Le anime (poco) arabe del Salone del Libro di Torino 2016, di Chiara Comito

C'è un posto per tutti su questa terraA giorni apre il Salone del Libro di Torino. Questo è stato dedicato alla cultura araba ma leggendo il programma, i nomi degli invitati e gli eventi ci pare un po’ distante da una “ricerca” intorno alla ricchissima letteratura araba contemporanea, ricerca alla quale si dedicano alcune piccole case editrici, molti studiosi e traduttrici.

Ci pare che, come capita spesso, tutto ruoti intorno a nomi noti (che scrivono prevalentemente in lingua non araba) e case editrici di rilievo che non si occupano specificatamente di cultura e letteratura araba come invece fanno altre piccole case editrici.  

Noi speriamo che sia solo la subalternità ai potenti dell’editoria (comunque grave) e non il sintomo di un atteggiamento sciatto e poco interessato degli organizzatori o, peggio ancora, l’intenzione deliberata di tenere il “tema ospite” sotto tono per non destare preoccupazioni o malumori…

Comunque facciamo nostro l’intervento di Chiara Comito del blog editoria araba che qualche giorno fa ha pubblicato questo commento sul Salone.  Buona lettura

 

LE ANIME (POCO) ARABE DEL SALONE DEL LIBRO DI TORINO 2016

C’è una bellissima riflessione che Mahmud Darwish ha fatto sulla sua identità araba: per il poeta dei palestinesi e degli arabi, la sua patria era la sua lingua, l’arabo.

“Sono arabo, perché parlo arabo. […] Sono arabo, e la mia lingua ha conosciuto la sua fioritura più rigogliosa quando era aperta sugli altri, sull’umanità intera.

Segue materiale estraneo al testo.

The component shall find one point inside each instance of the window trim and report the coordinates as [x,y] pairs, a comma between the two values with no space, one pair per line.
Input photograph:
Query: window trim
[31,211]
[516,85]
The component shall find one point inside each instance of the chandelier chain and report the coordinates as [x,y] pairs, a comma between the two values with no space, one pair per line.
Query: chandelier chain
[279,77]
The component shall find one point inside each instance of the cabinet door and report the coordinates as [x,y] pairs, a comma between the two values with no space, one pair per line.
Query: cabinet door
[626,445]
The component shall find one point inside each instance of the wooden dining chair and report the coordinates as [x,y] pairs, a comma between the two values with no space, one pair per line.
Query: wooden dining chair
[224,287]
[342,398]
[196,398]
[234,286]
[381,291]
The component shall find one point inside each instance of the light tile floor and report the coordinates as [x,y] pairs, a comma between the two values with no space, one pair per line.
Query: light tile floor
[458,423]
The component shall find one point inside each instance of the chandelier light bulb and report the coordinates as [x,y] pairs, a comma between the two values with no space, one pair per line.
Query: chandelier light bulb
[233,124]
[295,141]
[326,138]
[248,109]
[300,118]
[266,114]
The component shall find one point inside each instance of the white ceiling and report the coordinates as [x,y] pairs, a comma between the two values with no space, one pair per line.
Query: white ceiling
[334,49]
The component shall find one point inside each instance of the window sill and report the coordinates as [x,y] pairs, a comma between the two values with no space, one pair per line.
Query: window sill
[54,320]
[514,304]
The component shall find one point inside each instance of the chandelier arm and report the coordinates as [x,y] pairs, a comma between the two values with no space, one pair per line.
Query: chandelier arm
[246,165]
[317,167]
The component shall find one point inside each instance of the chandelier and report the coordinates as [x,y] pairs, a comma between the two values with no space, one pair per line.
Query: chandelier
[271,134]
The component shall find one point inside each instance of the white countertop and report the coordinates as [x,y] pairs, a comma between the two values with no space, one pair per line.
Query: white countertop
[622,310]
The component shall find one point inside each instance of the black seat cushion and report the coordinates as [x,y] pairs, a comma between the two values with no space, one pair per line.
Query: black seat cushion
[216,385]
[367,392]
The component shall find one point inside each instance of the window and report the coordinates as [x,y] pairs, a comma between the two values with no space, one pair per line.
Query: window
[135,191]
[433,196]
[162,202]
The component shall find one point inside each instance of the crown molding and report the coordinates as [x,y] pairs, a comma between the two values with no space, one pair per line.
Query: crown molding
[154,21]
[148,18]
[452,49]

Tra gli elementi del suo sviluppo vi è il pluralismo. Leggo così i secoli d’oro della cultura araba. In nessun periodo della Storia siamo stati totalmente ripiegati su noi stessi, come alcuni vorrebbero vederci oggi. Nella mia identità non ci sono ghetti. Il mio problema consiste in ciò che l’Altro ha deciso di vedere in essa. Perciò gli dico: Ecco la mia identità, dividila con me, è sufficientemente ampia da accoglierti; e noi, gli arabi, non abbiamo avuto vera civiltà se non quando siamo usciti dalle nostre tende per aprirci al molteplice e al diverso. […] Io sono arabo, perché l’arabo è la mia lingua e, nel dibattito attuale, conduco una difesa strenua della lingua araba, non per salvaguardare la mia identità, ma per la mia esistenza, la mia poesia, il mio diritto di cantare”.    (Tratto da Oltre l’ultimo cielo. La Palestina come metafora, epoché 2007)

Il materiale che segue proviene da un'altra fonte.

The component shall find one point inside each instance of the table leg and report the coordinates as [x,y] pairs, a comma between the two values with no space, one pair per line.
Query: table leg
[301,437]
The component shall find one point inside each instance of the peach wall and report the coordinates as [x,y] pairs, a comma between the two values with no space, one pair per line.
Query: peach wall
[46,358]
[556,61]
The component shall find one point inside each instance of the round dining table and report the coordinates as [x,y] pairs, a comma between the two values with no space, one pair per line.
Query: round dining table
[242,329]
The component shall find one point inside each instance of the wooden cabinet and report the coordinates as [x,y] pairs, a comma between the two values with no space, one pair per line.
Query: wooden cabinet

In arabo parlava, in arabo scriveva, Mahmud Darwish. La sua patria – lui palestinese, esule nella sua terra, che aveva vissuto e viaggiato in altri paesi arabi ed europei – era la sua lingua. Araba la lingua, araba l’identità. Araba la lingua che gli ha permesso di venire tradotto in decine di lingue, nonostante la lingua fosse proprio quell’arabo, quella lingua, che oggi è quasi sotto accusa, perché è anche la lingua in cui fu redatto il Corano, il testo sacro dei musulmani, oggi spauracchio di molti.

Ma araba è anche la lingua in cui sono state scritte le poesie preislamiche, l’eredità culturale e letteraria di tutti gli arabi, il canone per eccellenza.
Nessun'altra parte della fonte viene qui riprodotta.